Homeland bureau tests new acquisition strategy

Body armor and dogs will be among the first commodities to be considered for “strategic sourcing.”

The Homeland Security Department's Bureau of Customs and Border Protection is changing the way it buys what it needs to protect American borders.

Last week, the agency unveiled its new approach, which involves coordinating purchases made throughout the organization and aggressively pursuing better deals through an acquisition technique known as strategic sourcing. The strategy leverages the government's buying power.

Since last October, CBP procurement analysts in Indianapolis have been collecting and analyzing fiscal 2004 data about what and how the agency buys goods and services. Now that information is about to start affecting contracts. One of the first pilot projects will involve body armor, which protects 30,000 CBP law enforcement officials from projectiles.

John Ely, executive director for the CBP Office of Procurement, said body armor was chosen because it's relatively simple, as opposed to complicated pieces of technology.

"You don't want to fall on your face in the first sourcing pilot. If you hit the wrong thing, [or] anything contentious in the workforce--cell phones, copiers, things that mean a lot to the masses--you don't want to start there," said Ely.

The dogs used by Border Patrol officials also are being targeted for strategic sourcing. "People are studying where and what kind of dogs are bought. We want to make it more uniform and steadier," said Ely.

The team in charge of strategically sourcing body armor has started visiting and interviewing potential suppliers. Ely said many are small businesses, and CBP is considering restricting the competition for body armor contracts to small businesses.
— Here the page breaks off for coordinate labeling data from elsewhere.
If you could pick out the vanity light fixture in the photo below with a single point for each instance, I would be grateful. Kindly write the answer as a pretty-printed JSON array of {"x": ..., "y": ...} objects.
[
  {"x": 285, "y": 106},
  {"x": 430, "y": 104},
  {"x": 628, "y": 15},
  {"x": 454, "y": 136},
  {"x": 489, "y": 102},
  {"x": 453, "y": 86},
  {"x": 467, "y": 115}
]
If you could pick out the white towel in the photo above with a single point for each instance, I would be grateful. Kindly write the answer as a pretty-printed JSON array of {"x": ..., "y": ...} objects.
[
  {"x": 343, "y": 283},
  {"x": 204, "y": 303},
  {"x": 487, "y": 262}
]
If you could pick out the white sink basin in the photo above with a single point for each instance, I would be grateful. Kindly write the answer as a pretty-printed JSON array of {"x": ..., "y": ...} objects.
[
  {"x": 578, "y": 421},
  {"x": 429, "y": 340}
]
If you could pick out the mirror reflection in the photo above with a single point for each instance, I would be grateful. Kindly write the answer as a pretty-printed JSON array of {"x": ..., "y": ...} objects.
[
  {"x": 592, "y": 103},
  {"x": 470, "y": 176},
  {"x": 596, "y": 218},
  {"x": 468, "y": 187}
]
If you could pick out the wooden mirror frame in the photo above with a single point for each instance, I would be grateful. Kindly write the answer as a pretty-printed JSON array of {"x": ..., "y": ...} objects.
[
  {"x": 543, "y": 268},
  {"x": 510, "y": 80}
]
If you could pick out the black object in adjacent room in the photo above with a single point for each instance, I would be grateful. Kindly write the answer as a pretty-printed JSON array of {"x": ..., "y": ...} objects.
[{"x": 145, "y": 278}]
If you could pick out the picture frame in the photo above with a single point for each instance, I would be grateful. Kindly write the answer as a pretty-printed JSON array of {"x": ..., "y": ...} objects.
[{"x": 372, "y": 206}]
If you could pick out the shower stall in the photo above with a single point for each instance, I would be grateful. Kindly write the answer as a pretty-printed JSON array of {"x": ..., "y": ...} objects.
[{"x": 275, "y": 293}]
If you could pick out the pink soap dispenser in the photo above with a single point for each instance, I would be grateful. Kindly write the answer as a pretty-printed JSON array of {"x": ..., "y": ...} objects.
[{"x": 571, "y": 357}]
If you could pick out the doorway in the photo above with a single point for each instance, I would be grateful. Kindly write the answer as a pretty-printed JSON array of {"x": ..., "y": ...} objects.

Small businesses often are concerned that they may be left out of strategic sourcing deals, since the technique involves streamlining and bulk buys. Ely said that while that is a natural reaction, "strategic sourcing does not preclude us from meeting our socioeconomic goals."

In addition to saving money on contract prices, Ely said he also expects savings from changing workplace habits. Instead of buying printers for employees' desks, buying a machine that can copy, fax and scan paper for an office to share not only reduces costs on machines, but can also lead employees to print fewer sheets because they have to walk further to pick up the copies, Ely said.

For that reason, strategic sourcing can also ruffle employees' feathers - Ely used the word "traumatic."

So far, however, he said employees have been cooperative.

He declined to specify the amount of savings he thinks strategic sourcing can generate for the agency, but said he should know in the next six months.

"You will see increases in quality across the board. You get the attention of some of the real players, and commitment from the commercial side that's stronger than onesy-twosy buying," said Ely.

In May, OMB announced a governmentwide strategic sourcing initiative that requires agency executives to select three commodities to strategically source by October.